Menurut Ketua KPUD Kota Malang, Hendry, sesuai jadwal tahapan Pilkada, seharusnya Panitia Pemungutan Suara (PPS) yang tersebar di 57 kelurahan sudah menyerahkan data daftar pemilih tetap (DPT) ke PPK untuk diserahkan ke KPU. Tetapi, hingga jadwal penyerahan yang dimulai 7 April kemarin, sejumlah PPS belum menyerahkan data itu. "Semoga DPT bisa diserahkan pada batas akhir pengumuman DPT, 10 April nanti," katanya, Selasa (8/4).
Setelah KPUD menerima DPT, KPU akan merekap DPT dan menggelar rapat pleno penetapan 22 April nanti. Hendry berharap data DPT sudah benar karena jika sudah ditetapkan melalui rapat pleno, DPT tidak bisa diubah lagi. Tahapan selanjutnya yang dilakukan adalah melakukan sosialisasi ke masyarakat dengan biaya Rp 1.000 per pemilih.
Hendry belum tahu secara pasti berapa jumlah DPT. Dia memperkirakan jumlahnya sekitar 590 ribu jiwa. Jumlah ini jauh lebih kecil dari jumlah Daftar Penduduk Potensial Pemilih Pilkada (DP4) Kota Malang yang dibuat oleh Kantor Catatan Sipil dan Kependudukan (Capilduk) Kota Malang yang mencapai 615.189 jiwa. "Ada sekitar 25 ribu pemilih yang fiktif," ujarnya.

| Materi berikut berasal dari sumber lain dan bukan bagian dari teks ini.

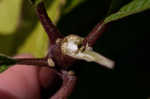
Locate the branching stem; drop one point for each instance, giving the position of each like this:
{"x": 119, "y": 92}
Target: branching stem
{"x": 49, "y": 27}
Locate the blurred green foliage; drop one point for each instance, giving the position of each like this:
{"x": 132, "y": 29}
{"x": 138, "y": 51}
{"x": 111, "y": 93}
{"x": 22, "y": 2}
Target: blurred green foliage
{"x": 21, "y": 32}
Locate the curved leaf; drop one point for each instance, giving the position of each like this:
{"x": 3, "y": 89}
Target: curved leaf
{"x": 133, "y": 7}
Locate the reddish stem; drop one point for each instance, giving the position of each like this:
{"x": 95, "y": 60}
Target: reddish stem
{"x": 95, "y": 34}
{"x": 49, "y": 27}
{"x": 69, "y": 82}
{"x": 32, "y": 61}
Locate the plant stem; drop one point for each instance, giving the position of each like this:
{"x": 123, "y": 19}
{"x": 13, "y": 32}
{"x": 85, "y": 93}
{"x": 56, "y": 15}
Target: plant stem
{"x": 96, "y": 32}
{"x": 32, "y": 61}
{"x": 69, "y": 82}
{"x": 49, "y": 27}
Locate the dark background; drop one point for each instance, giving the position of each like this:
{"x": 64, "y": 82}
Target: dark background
{"x": 126, "y": 41}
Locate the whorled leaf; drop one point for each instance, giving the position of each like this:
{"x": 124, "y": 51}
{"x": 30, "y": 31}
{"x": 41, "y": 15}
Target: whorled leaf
{"x": 135, "y": 6}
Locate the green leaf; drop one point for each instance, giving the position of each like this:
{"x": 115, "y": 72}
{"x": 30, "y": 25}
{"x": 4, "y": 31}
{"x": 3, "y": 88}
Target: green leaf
{"x": 70, "y": 4}
{"x": 3, "y": 68}
{"x": 9, "y": 15}
{"x": 135, "y": 6}
{"x": 35, "y": 2}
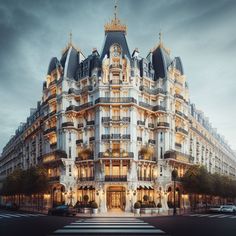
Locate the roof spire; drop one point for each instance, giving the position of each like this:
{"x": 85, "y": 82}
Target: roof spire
{"x": 115, "y": 10}
{"x": 160, "y": 37}
{"x": 115, "y": 24}
{"x": 70, "y": 38}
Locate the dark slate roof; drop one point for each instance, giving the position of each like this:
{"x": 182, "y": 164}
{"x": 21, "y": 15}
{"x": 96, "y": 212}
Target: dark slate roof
{"x": 179, "y": 65}
{"x": 112, "y": 38}
{"x": 73, "y": 61}
{"x": 53, "y": 65}
{"x": 161, "y": 61}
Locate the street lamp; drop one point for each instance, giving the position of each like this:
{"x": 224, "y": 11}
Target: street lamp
{"x": 174, "y": 175}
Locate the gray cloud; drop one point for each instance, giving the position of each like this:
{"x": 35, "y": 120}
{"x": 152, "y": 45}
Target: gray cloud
{"x": 201, "y": 32}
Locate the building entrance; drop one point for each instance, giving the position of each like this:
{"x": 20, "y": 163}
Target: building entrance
{"x": 116, "y": 197}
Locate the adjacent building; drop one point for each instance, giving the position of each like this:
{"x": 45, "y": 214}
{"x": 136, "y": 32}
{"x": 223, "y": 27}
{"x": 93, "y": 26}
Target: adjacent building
{"x": 113, "y": 125}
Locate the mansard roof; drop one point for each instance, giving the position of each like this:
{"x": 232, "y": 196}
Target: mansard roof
{"x": 179, "y": 65}
{"x": 115, "y": 37}
{"x": 70, "y": 61}
{"x": 53, "y": 65}
{"x": 161, "y": 61}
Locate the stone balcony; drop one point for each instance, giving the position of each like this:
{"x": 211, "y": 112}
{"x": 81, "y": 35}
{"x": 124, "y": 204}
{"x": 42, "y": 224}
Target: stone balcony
{"x": 79, "y": 108}
{"x": 140, "y": 122}
{"x": 88, "y": 178}
{"x": 50, "y": 130}
{"x": 129, "y": 155}
{"x": 53, "y": 158}
{"x": 67, "y": 124}
{"x": 181, "y": 131}
{"x": 152, "y": 91}
{"x": 115, "y": 119}
{"x": 115, "y": 100}
{"x": 115, "y": 178}
{"x": 152, "y": 107}
{"x": 79, "y": 141}
{"x": 178, "y": 156}
{"x": 163, "y": 125}
{"x": 115, "y": 136}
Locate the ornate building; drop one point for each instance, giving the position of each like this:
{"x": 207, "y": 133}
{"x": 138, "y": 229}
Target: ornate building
{"x": 114, "y": 125}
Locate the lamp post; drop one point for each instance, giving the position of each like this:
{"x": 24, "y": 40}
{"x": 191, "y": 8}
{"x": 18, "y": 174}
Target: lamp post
{"x": 174, "y": 175}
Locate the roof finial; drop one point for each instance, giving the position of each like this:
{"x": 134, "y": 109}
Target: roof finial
{"x": 115, "y": 10}
{"x": 160, "y": 37}
{"x": 70, "y": 38}
{"x": 115, "y": 23}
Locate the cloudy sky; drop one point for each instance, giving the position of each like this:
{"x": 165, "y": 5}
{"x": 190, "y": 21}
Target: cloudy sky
{"x": 201, "y": 32}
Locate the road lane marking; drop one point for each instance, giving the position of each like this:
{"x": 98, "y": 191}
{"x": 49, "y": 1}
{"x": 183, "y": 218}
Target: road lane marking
{"x": 110, "y": 223}
{"x": 113, "y": 231}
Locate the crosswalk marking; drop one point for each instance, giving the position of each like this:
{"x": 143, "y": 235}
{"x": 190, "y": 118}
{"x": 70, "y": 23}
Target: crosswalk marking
{"x": 109, "y": 226}
{"x": 121, "y": 231}
{"x": 18, "y": 215}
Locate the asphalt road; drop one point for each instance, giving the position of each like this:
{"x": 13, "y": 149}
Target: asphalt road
{"x": 17, "y": 224}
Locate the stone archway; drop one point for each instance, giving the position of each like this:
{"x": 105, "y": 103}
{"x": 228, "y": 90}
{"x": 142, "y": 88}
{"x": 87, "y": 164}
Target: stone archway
{"x": 116, "y": 198}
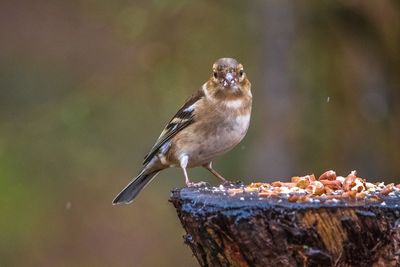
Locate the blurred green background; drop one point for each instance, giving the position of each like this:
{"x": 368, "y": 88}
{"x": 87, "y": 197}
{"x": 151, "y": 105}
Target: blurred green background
{"x": 87, "y": 86}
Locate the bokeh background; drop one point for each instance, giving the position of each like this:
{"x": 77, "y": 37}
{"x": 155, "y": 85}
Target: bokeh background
{"x": 86, "y": 87}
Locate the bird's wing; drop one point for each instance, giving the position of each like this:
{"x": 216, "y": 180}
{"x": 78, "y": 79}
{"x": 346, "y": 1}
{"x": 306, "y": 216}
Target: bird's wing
{"x": 183, "y": 118}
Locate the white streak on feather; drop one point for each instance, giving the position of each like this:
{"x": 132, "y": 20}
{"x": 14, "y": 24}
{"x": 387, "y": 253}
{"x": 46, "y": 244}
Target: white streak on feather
{"x": 204, "y": 88}
{"x": 234, "y": 104}
{"x": 190, "y": 108}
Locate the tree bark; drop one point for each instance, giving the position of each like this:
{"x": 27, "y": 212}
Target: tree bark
{"x": 245, "y": 230}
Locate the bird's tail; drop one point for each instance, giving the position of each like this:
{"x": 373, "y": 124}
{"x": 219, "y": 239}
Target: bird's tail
{"x": 128, "y": 194}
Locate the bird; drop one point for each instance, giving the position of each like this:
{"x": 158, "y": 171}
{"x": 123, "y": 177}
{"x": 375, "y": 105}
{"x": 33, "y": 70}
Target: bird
{"x": 211, "y": 122}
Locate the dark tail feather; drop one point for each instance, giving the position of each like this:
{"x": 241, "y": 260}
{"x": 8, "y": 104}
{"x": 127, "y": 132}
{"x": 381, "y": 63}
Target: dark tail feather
{"x": 133, "y": 188}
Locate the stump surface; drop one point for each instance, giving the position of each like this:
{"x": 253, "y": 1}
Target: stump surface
{"x": 246, "y": 230}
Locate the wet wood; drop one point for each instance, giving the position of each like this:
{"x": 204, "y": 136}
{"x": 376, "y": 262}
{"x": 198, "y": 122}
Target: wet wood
{"x": 245, "y": 230}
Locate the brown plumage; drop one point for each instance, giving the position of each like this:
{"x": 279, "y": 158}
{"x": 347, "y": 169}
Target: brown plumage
{"x": 211, "y": 122}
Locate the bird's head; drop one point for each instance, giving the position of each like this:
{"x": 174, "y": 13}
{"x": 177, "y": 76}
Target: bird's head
{"x": 228, "y": 78}
{"x": 228, "y": 73}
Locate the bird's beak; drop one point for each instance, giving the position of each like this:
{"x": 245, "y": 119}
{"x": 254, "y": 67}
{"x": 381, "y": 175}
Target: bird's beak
{"x": 229, "y": 79}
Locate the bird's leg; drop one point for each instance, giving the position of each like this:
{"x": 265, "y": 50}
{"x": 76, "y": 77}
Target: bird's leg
{"x": 208, "y": 166}
{"x": 183, "y": 163}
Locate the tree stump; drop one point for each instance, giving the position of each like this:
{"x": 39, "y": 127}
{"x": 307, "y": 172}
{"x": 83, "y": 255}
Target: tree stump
{"x": 248, "y": 230}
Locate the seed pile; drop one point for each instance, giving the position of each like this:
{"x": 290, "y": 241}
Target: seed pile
{"x": 327, "y": 186}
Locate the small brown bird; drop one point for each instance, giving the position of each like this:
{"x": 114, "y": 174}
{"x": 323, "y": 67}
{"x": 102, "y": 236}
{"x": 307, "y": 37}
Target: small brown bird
{"x": 211, "y": 122}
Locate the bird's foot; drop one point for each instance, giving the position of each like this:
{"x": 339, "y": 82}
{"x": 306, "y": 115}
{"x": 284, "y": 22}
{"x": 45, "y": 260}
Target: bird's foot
{"x": 199, "y": 184}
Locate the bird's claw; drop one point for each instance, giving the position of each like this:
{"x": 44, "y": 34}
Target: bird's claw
{"x": 199, "y": 184}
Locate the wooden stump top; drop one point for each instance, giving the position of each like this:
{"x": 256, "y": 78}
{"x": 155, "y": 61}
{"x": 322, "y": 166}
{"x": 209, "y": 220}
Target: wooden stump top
{"x": 244, "y": 229}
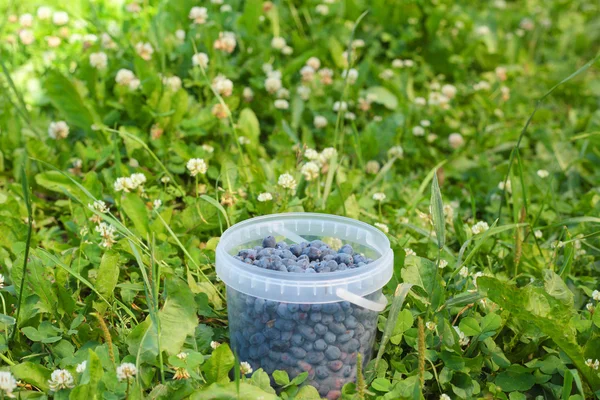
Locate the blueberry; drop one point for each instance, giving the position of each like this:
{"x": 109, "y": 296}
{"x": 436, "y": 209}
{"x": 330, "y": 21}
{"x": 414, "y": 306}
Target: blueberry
{"x": 322, "y": 372}
{"x": 320, "y": 345}
{"x": 330, "y": 337}
{"x": 269, "y": 241}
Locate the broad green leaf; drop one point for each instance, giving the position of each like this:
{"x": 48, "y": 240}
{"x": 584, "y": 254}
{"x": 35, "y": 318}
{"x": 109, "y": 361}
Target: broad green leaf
{"x": 32, "y": 373}
{"x": 221, "y": 361}
{"x": 136, "y": 211}
{"x": 384, "y": 97}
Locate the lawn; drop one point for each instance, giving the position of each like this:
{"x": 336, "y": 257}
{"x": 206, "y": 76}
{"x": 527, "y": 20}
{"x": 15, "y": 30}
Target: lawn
{"x": 134, "y": 133}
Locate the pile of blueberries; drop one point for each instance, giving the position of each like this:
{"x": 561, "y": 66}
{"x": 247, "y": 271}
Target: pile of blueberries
{"x": 321, "y": 339}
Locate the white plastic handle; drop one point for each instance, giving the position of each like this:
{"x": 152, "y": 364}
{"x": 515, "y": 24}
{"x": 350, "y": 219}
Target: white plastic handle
{"x": 360, "y": 301}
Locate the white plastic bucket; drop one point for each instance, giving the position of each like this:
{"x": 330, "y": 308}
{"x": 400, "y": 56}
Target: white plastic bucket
{"x": 305, "y": 322}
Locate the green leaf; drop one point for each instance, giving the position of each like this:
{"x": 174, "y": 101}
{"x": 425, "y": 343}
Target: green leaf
{"x": 437, "y": 212}
{"x": 469, "y": 326}
{"x": 281, "y": 378}
{"x": 178, "y": 316}
{"x": 217, "y": 368}
{"x": 64, "y": 96}
{"x": 136, "y": 211}
{"x": 34, "y": 374}
{"x": 384, "y": 97}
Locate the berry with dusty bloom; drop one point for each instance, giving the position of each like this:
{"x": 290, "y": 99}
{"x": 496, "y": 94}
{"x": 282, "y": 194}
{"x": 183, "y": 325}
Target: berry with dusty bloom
{"x": 8, "y": 383}
{"x": 144, "y": 50}
{"x": 310, "y": 170}
{"x": 379, "y": 196}
{"x": 287, "y": 181}
{"x": 200, "y": 60}
{"x": 198, "y": 15}
{"x": 81, "y": 367}
{"x": 281, "y": 104}
{"x": 245, "y": 368}
{"x": 455, "y": 140}
{"x": 126, "y": 371}
{"x": 372, "y": 167}
{"x": 226, "y": 42}
{"x": 60, "y": 18}
{"x": 320, "y": 121}
{"x": 58, "y": 130}
{"x": 222, "y": 85}
{"x": 266, "y": 196}
{"x": 197, "y": 166}
{"x": 61, "y": 379}
{"x": 480, "y": 227}
{"x": 99, "y": 60}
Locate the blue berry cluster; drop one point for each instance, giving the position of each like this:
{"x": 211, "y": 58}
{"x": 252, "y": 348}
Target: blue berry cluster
{"x": 321, "y": 339}
{"x": 306, "y": 257}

Dari laporan lisan yang diterimanya dari PPS, perbedaan jumlah nama pemilih karena ada nama yang tidak sesuai dengan alamat, nama fiktif, dan kesalahan nama dan alamat. Orang yang meninggal, misalnya masih dicatat. Juga anak kost yang sudah pulang ke kampung halamannya juga masih masuk dalam data.
Dalam melakukan verifikasi daftar nama pemilih, PPS melibatkan RT dan RW. Dari tangan RT dan RW, data kemudian diserahkan ke petugas verifikator dan PPS yang kemudian mengecek dan mencocokkan nama dalam daftar pemilih dengan KTP dan Kartu Susunan Keluarga (KSK) calon pemilih. Hasilnya, daftar ditetapkan menjadi daftar pemilih tetap.